Cather's short novel follows one woman over twenty years as she tries to make a success of her family's Nebraska farm. Sounds terribly exciting, right? But listen to how Cather turns the prairie into poetry:
One January day, thirty years ago, the little town of Hanover, anchored on a windy Nebraska tableland, was trying not to be blown away. A mist of fine snowflakes was curling and eddying about the cluster of low drab building huddles on the gray prairie, under a gray sky. The dwelling-houses were set about haphazard on the tough prairie sod; some of them looked as if they had been moved in overnight, and others as if they were straying off by themselves, headed straight for the open plain.
Of course, it doesn't hurt that after this opening description Cather soon recounts the story of a kitten being rescued (awwwww!), but she punctuates her entire story with similar examples of beautiful writing. Her main character, Alexandra Bergson, isn't stunningly beautiful or spunky or clever; she seems an ordinary farmgirl, albeit one with dedication, determination, and a willingness to take risks. Despite her older brothers' hesitance to adopt newfangled techniques, Alexandra brings prosperity to her farm through canny management. It allows her younger brother to go to college and leave Alexandra and the land behind. There seems to be no room for adventure or grand passions in her life, but she sees that such passions can bring tragedy. In the end, she has love and her farm (although her older brothers attempt to take it from her—bad men, grrr!), and the simple life suits her: "We come and go, but the land is always here.

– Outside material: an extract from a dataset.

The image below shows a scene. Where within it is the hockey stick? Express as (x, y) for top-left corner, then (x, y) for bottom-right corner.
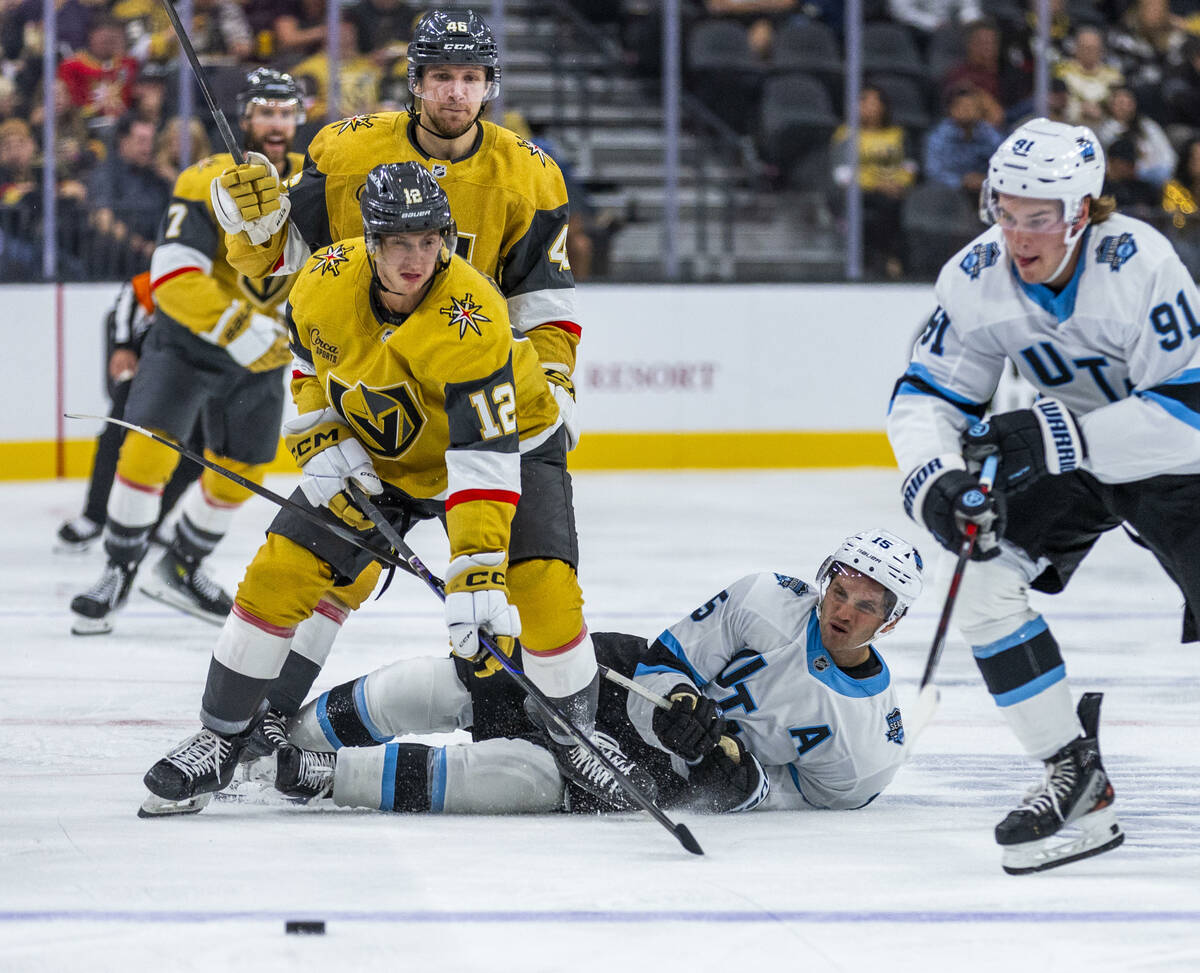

And the people who love it and understand it are the people who own it—for a little while."

Beyond the pure beauty of her words, Cather's talent is to portray the essence of her subjects in just a few scenes. The novel is less than 200 pages long, but I felt I learned more about her characters and their Nebraska farmlands than I did from Cooper's 450 pages. After finishing I immediately wanted to hit the library and find Cather's other books. Of course, they will have to wait for the end of the summer, after I read a couple more American classics. But it does make me wonder what other marvels I have missed.


  1. I've been reading your blog from the beginning. I just have to say, get busy on Chapter 17!

  2. This is a great review. But I have to agree with your mom!